Many people who go camping in Alaska do so for the world-famous fishing, and Chugach State Park is often on the list. The most abundant fish include trout, sockeye salmon, and king salmon. Eagle River provides opportunities for king salmon fishing, but the window is slim, and you should check with rangers before fishing here. The giant Turnagain Arm also has many possibilities, one of which is at Bird Creek. You can hike to your own private spot along the river and cast your line for salmon, taking in breathtaking views the entire time.
Wildlife viewing will just naturally happen while you’re camping at Chugach State Park, and photographers can’t get enough of it. Your safe encounters will include black bears, grizzly bears, bald eagles, marmots, mountain goats, and moose. Visit the Eagle River Nature Center, which will educate you about all of the different wildlife in the park and how the ecosystems bring it all together. They maintain ten miles of trails to explore throughout the year, many leading to yurts if you fancy an overnight stay in the backcountry.

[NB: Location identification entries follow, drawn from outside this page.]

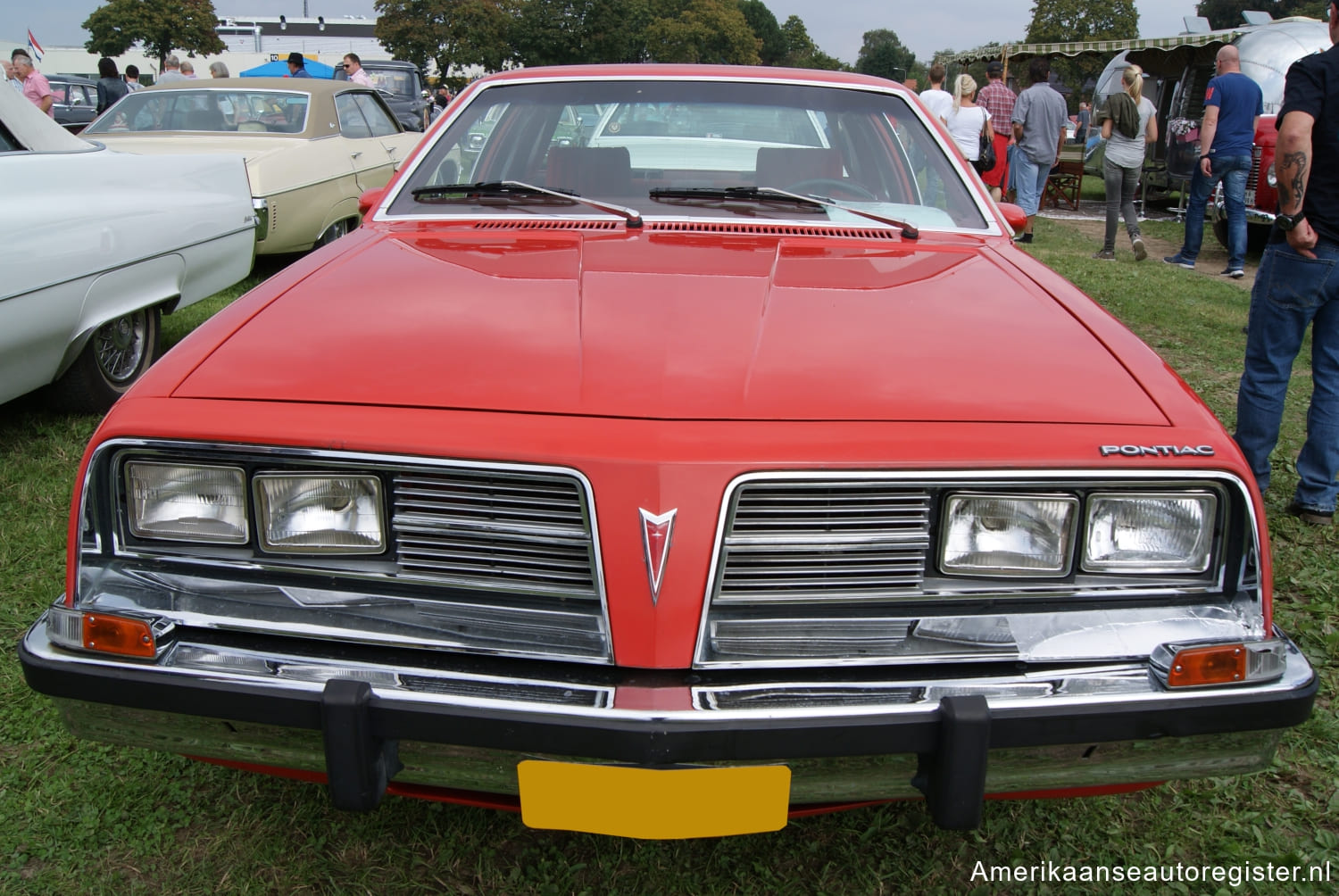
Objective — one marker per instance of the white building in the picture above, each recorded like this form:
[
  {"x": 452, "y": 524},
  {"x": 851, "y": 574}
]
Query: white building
[{"x": 251, "y": 42}]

Chugach State Park hosts three wonderful campgrounds, all set in the Alaskan tundra and surrounded by conifers. Dogs are allowed in all three state park campgrounds and on trails if kept on a leash and under control. All campgrounds at Chugach State Park feature the basic amenities such as fire rings, picnic tables, water, and restrooms. None of them, however, include water or electric hookups.
The Bird Creek Campground is at the south end of the park and has 28 sites for RVs up to 35 feet in length. There's also an overflow campground with an additional 20 sites if the main campground is full. Bird Creek Campground is popular among hikers, anglers, and whale watchers.

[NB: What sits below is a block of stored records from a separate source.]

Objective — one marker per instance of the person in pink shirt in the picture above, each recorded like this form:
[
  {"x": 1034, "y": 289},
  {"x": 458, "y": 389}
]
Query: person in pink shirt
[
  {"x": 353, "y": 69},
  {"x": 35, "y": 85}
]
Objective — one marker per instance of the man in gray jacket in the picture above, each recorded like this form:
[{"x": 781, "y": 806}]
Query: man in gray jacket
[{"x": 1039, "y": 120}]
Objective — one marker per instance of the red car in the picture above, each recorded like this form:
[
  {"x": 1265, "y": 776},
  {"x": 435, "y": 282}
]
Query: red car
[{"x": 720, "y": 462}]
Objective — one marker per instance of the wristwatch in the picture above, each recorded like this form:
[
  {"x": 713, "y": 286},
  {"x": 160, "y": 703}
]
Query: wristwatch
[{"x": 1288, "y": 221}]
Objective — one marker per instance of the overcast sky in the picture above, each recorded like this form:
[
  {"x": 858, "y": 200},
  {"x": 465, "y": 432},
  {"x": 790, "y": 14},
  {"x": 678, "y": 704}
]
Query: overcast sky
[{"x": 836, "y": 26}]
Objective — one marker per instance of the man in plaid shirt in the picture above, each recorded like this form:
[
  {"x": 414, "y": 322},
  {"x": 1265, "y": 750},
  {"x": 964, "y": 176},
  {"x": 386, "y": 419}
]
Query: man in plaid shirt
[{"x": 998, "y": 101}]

You’ll find the Eagle River Campground 12 miles northeast of Anchorage. This campground has 57 sites that can accommodate the largest rental RV you might be able to find, with an overflow area with an additional ten sites. This campground also has a dump station for your RV and flushing toilets. It’s largely seasonal, depending on conditions. When it's open, you can gain access to outstanding hiking and fishing.
Finally, there’s Eklutna Lake Campground in the interior of the park with 50 sites in the main campground and an overflow area with 15 sites. This campground is open year-round and is popular for winter sports like cross-country skiing and snowmobiling.

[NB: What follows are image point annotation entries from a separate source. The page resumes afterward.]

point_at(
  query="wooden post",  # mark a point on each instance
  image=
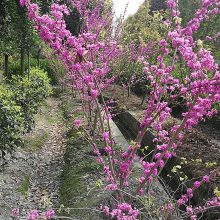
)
(6, 65)
(29, 63)
(38, 57)
(22, 60)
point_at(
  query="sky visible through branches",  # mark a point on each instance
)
(120, 5)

You can‘t rent an RV in Alaska without exploring the many other amazingly impressive parks, the largest and most diverse in the country. Must-sees include Katmai National Park and Denali National Park. Aside from the national parks, you can head up to Fairbanks to see the Northern Lights or experience what it’s like to command a dog sled team. There are also numerous glaciers in Alaska that you can visit either by helicopter, boat, or foot.
There’s still plenty to do closer to Anchorage if you don’t want to go far. One popular activity is taking the railroad tour from Anchorage to Seward, near Kenai Fjords National Park. Anchorage also has a large arts scene with numerous theaters and galleries, and you’ll find an abundance of fresh smoked salmon, craft beers, and homemade sausage throughout the city. If you’re continuing on in your rental RV after leaving Anchorage, be sure to fill up the gas tank and do any supply shopping before you leave the city.